This site is primary used for development and testing. The main site is hosted in the cloud but many of the links go to a private network/server with a dynamic IP-Address (FreeDNS is used).
Most services are hosted on very basic hardware, a number of rack mounted Raspberry Pi 4‘s running a Kubernetes cluster. Traefik is used as HTTP reverse proxy to enable easy deployment of micro-services. Docker containers are used together with a network distributed storage Gluster.
The use of a none business internet line combined with dynamic IP-address will cause some inconsistency regarding certain links (~99.99% uptime). Let’s Encrypt is used for the majority of the SSL encryption and exclusively for all sub domains. They offer basic level protection totally free, though they appreciate donations.

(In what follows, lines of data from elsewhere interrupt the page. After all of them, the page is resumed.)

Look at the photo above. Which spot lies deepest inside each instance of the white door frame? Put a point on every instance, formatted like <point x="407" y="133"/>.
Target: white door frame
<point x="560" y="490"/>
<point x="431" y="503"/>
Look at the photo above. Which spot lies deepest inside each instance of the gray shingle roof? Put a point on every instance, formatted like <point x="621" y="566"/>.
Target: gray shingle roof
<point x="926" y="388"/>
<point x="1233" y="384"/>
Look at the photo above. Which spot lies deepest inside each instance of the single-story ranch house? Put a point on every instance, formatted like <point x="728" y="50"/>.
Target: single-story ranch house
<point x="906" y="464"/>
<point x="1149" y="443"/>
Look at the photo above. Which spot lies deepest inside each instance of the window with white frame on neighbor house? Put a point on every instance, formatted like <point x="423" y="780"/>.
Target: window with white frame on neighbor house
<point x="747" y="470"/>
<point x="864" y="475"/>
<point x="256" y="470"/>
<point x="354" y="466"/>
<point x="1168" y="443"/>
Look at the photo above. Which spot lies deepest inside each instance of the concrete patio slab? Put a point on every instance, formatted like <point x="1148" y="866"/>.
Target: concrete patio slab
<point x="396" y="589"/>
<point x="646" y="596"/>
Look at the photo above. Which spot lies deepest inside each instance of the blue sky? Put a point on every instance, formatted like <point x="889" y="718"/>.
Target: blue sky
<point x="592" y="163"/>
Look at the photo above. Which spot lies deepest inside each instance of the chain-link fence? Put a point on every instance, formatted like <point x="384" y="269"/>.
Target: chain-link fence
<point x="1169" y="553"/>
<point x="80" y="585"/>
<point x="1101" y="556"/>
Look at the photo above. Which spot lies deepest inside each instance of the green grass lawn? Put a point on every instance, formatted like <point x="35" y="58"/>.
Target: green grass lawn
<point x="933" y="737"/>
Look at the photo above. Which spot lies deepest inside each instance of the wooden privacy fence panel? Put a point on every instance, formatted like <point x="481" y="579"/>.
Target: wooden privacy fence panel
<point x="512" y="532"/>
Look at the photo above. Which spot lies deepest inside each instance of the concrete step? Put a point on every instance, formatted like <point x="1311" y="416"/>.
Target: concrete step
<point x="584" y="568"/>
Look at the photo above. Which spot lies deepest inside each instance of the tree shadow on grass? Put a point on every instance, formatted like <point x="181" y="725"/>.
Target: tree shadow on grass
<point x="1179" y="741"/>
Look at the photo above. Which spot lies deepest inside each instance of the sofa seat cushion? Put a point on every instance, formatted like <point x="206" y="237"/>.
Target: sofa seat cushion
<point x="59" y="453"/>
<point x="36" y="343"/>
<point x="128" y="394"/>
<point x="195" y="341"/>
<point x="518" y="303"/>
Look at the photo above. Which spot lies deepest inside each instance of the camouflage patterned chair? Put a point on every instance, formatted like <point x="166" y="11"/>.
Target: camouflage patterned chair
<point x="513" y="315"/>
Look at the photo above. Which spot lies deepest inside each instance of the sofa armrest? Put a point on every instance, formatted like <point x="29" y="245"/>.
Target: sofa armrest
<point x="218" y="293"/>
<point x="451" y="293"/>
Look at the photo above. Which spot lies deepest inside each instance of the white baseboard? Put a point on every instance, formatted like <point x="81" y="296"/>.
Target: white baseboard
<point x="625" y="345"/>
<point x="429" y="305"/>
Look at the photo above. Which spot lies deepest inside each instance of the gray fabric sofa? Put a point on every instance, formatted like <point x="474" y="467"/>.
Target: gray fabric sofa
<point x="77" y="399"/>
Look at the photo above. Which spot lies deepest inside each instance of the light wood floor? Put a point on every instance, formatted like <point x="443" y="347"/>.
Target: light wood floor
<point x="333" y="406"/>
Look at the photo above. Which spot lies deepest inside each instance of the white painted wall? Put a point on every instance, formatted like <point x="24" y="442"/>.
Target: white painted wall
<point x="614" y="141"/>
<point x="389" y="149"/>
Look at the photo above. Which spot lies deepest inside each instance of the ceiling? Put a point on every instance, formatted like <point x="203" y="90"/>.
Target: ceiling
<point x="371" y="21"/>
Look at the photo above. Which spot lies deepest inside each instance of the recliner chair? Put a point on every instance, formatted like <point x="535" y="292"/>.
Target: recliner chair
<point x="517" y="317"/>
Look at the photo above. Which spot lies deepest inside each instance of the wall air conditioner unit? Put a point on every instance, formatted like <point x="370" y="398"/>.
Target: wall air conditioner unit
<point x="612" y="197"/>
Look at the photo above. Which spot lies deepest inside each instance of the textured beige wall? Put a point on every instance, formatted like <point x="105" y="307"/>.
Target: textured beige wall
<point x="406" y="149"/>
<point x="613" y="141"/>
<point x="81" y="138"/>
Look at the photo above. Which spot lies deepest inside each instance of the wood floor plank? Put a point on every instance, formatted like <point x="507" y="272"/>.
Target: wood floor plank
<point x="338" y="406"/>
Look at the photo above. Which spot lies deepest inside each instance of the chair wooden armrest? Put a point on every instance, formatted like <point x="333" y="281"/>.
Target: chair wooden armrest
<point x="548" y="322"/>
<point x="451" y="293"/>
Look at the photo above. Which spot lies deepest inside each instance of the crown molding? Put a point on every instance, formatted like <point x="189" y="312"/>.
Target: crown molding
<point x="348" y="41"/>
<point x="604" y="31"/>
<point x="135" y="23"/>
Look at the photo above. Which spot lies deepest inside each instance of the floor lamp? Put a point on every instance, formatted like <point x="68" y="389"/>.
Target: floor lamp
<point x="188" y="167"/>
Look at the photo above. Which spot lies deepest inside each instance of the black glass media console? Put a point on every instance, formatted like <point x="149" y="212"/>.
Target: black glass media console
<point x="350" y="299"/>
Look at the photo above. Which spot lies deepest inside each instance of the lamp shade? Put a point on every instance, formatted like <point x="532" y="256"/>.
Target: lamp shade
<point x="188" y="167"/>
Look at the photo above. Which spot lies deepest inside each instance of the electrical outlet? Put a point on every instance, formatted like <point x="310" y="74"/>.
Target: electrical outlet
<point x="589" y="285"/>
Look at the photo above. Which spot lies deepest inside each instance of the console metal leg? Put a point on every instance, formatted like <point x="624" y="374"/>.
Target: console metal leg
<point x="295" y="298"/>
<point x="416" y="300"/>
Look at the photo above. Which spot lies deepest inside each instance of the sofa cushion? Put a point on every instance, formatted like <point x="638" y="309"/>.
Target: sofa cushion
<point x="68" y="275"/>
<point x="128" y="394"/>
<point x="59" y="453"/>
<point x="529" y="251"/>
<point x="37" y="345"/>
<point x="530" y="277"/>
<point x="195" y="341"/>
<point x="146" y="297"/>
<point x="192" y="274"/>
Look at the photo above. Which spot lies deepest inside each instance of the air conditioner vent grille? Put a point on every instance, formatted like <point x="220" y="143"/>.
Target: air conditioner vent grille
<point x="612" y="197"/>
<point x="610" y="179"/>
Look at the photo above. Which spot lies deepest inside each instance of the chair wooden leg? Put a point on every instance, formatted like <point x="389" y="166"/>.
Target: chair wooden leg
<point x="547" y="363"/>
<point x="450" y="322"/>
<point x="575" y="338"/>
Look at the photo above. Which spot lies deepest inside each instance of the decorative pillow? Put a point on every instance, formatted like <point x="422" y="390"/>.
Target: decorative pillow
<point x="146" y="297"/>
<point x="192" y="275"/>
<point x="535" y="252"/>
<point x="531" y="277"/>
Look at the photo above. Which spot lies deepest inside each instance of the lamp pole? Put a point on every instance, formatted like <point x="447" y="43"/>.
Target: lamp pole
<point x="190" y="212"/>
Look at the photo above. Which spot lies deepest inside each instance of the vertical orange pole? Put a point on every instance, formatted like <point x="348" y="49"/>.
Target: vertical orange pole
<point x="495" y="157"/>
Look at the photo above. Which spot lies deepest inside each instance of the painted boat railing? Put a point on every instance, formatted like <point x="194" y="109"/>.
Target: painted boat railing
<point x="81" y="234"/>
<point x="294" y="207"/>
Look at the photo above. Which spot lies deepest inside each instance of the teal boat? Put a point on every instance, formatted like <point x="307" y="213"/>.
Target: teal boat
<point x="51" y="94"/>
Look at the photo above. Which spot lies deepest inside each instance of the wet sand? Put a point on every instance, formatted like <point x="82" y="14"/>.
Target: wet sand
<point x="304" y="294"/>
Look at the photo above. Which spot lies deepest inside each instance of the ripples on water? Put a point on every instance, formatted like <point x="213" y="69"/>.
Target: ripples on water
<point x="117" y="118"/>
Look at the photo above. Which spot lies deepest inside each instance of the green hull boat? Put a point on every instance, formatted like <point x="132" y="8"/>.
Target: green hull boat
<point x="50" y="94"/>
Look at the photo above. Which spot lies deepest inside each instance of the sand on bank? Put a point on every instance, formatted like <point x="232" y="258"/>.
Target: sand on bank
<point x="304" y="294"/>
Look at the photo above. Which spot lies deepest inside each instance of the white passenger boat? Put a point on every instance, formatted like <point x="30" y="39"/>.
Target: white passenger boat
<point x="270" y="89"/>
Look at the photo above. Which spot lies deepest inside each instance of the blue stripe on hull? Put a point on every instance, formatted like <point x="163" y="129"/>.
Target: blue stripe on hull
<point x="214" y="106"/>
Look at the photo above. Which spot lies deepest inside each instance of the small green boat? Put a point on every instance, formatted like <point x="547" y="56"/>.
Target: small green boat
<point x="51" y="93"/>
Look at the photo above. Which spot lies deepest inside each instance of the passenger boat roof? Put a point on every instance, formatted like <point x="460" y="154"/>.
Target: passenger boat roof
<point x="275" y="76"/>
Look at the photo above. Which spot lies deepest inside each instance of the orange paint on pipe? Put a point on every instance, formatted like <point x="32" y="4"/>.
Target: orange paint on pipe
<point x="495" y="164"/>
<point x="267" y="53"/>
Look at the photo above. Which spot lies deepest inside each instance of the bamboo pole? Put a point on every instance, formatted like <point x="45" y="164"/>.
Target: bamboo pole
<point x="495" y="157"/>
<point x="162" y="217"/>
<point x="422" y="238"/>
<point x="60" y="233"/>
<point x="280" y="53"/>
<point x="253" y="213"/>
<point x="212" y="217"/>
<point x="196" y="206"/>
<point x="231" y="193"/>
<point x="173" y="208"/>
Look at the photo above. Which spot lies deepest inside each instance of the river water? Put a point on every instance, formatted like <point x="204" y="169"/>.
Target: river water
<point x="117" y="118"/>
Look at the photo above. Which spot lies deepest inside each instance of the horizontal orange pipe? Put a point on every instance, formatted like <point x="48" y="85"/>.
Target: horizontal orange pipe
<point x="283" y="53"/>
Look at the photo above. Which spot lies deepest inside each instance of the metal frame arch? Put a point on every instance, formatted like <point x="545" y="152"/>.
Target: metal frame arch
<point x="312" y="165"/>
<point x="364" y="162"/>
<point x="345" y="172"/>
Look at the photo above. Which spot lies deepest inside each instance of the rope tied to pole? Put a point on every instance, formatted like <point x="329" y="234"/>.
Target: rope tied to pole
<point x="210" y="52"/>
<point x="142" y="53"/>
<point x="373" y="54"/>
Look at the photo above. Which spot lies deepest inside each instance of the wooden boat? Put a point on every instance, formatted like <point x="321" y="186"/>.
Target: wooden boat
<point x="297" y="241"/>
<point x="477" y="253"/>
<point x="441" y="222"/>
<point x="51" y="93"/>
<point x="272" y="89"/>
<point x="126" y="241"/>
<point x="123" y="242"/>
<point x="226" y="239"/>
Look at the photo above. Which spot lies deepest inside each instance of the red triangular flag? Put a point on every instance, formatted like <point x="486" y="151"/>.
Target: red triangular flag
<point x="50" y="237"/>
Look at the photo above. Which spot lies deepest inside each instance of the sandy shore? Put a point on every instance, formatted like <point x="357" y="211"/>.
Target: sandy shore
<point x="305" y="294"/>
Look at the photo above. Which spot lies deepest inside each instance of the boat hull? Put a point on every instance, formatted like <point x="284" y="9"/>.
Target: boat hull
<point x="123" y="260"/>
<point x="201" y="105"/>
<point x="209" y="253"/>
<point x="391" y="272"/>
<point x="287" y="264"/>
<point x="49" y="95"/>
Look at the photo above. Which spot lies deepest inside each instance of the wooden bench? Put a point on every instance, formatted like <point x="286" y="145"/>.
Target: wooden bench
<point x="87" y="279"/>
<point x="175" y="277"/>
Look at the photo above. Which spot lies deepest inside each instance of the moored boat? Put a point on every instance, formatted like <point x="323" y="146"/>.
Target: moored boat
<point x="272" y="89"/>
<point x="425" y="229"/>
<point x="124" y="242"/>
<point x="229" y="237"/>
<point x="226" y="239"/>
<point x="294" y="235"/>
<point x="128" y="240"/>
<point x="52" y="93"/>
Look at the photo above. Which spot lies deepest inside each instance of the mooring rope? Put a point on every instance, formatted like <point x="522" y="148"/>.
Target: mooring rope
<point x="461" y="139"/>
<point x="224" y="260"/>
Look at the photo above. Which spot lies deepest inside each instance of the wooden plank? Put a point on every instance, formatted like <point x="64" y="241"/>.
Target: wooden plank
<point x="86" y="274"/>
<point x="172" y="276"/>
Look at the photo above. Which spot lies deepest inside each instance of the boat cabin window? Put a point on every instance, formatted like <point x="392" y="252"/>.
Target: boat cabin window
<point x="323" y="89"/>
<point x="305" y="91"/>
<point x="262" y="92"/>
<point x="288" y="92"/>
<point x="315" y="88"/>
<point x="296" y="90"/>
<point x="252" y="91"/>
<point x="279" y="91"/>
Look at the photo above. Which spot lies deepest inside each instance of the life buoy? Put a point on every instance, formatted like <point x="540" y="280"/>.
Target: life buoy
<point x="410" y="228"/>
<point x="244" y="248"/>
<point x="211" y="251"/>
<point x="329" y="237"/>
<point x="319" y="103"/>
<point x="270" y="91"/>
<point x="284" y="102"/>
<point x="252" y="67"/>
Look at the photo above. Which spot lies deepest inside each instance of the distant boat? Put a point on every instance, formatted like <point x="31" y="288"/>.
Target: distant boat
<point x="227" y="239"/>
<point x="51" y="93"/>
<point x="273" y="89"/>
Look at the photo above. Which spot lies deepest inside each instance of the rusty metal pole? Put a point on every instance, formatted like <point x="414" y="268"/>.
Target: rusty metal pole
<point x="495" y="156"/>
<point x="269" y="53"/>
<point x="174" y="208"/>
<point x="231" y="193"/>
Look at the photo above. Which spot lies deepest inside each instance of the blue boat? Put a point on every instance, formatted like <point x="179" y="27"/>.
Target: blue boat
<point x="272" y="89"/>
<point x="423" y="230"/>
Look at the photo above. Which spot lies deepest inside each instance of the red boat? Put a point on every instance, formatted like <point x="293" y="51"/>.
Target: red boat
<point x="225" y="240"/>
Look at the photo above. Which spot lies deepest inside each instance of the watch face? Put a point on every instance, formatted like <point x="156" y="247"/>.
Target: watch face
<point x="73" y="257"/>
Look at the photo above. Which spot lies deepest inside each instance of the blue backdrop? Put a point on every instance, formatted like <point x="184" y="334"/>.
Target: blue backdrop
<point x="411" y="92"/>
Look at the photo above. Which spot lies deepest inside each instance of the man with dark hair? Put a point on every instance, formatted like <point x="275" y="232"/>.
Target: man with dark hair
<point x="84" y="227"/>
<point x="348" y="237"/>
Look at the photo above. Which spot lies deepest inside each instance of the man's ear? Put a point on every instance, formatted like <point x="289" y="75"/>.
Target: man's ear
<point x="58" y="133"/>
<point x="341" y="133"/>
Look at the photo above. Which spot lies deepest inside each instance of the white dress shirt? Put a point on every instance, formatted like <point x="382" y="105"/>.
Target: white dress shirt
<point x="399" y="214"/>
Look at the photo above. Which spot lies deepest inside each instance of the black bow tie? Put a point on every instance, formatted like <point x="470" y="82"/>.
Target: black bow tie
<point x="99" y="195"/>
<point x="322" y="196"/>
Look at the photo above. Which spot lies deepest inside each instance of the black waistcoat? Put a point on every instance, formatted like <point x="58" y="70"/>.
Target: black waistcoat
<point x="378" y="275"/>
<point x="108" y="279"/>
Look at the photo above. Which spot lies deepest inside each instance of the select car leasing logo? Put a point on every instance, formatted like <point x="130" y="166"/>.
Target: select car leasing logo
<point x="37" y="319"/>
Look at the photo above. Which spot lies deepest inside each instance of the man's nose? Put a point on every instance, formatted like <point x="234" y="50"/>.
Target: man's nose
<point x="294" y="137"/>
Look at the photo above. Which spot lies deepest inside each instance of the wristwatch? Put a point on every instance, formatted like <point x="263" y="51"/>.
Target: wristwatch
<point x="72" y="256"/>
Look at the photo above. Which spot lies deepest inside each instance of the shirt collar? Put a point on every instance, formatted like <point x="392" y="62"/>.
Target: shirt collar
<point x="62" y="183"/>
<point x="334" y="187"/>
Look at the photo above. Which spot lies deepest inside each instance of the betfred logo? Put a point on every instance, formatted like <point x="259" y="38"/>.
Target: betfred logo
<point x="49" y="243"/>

Future improvements/todo list
Use signed certificates from a certificate authority for my home NAS, as I’m using self-signed certificates today. Possibly use Let’s Encrypt as it is free and works great. Use NGINX as reverse proxy to handle all traffic and enable SSL. Setup Apache Guacamole on NAS to enable Remote Desktop through HTML. Implement Kubernetes instead of docker swarm. Switch to Traefik as kubernetes ingress (reverse proxy) and use ACME provider Let’s Encrypt for automatic certificate handling.
- Switch CMS to something more interesting, possibly react or angular based front-end, today WordPress is used.